Aldo Silva (o segundo da esquerda para a direita) se mudou para Paranavaí em 1948 (Acervo: Casa da Cultura)

O advogado Aldo Silva que chegou a Paranavaí nos anos 1940, além de atuar na promotoria pública, se elegeu vereador por quatro mandatos consecutivos. Como presidente da Câmara Municipal foi o responsável pela viabilização da construção do Cemitério Municipal.

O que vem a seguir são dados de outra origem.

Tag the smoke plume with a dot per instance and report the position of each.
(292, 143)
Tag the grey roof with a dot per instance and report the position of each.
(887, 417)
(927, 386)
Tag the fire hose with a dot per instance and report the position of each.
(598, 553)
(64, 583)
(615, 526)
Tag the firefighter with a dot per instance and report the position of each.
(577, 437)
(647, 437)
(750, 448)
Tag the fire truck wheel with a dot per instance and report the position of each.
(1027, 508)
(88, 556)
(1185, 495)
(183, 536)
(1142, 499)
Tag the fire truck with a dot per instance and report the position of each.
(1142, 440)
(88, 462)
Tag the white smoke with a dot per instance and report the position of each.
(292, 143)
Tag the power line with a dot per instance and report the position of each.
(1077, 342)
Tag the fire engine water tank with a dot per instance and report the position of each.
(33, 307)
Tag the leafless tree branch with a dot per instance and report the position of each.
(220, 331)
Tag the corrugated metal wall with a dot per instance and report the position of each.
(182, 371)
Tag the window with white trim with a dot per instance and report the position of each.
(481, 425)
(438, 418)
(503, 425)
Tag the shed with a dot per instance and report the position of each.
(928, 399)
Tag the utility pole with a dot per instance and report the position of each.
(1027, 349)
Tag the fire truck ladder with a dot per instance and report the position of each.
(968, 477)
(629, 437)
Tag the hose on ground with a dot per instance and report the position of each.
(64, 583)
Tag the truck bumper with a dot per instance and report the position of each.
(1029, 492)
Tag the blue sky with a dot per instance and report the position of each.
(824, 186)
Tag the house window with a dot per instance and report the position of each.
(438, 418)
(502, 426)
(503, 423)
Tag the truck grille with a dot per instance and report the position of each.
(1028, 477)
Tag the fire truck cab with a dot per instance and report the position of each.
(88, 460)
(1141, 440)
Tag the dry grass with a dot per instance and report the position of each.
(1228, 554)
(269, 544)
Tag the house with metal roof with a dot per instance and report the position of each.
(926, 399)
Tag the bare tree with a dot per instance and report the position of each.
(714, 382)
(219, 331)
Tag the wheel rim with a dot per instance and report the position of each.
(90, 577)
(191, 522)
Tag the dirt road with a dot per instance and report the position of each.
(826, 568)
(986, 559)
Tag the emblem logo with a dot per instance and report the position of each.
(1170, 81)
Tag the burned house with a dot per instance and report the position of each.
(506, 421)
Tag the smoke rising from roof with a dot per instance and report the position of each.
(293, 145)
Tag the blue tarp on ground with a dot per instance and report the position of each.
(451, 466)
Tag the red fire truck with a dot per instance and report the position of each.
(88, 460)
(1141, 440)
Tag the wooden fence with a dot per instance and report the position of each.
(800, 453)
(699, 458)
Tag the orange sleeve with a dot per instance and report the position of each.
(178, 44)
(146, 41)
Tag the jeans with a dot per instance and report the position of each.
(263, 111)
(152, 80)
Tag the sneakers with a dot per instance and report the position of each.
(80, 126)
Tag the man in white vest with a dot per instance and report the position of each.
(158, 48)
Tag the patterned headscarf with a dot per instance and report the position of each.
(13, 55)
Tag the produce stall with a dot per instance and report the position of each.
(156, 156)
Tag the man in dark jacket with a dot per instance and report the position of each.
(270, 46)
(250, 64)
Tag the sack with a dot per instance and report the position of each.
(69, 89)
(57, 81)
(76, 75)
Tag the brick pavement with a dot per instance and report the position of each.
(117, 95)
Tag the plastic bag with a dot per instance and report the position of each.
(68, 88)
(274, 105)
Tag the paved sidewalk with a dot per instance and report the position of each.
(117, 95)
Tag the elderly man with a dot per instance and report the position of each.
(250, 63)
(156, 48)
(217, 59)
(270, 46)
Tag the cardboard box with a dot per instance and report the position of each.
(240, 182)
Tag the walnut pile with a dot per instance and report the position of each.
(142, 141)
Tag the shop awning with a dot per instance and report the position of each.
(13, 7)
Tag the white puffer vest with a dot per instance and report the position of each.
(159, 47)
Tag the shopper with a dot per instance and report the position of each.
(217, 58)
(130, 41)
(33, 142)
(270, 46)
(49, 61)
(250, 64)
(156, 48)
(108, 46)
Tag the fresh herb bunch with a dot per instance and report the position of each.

O curitibano Aldo Silva se mudou para Paranavaí em 20 de maio de 1948. Com 34 anos, terminava o mandato como deputado estadual. “Quando cheguei à colônia havia cerca de 300 moradores. Me hospedei na pensão de Artur de Melo, perto da hospedaria do “Seu Rodrigo” [Rodrigo Ayres de Oliveira]. Passei uma noite horrível porque estava muito frio e o vento entrava pelas frestas na parede de pau-a-pique”, relatou Silva.

Em Paranavaí, Silva logo conheceu diversos personagens que fazem parte do pioneirismo local, como Rodrigo Ayres de Oliveira, Família Palmiano, Zé Peão, José Cândido de Freitas, Manoel Paulino e Ulisses Faria Bandeira. “Este último veio pra cá ainda muito menino”, comentou o advogado que foi transferido a Paranavaí para exercer a função de promotor de justiça, cargo que lhe rendeu boa popularidade, além de estar sempre em contato com a política local.

Não são poucos os que apontam Aldo Silva como uma das pessoas mais influentes da história de Paranavaí. Ainda assim, o advogado jamais se considerou pioneiro. “Não fui um dos desbravadores, mas sim um dos primeiros que vieram para cá quando aqui passou realmente a existir como Paranavaí. Foi um tempo de afluxo muito grande de gente”, destacou, acrescentando que pessoas de vários países e de todos os estados do Brasil fixavam residência na colônia.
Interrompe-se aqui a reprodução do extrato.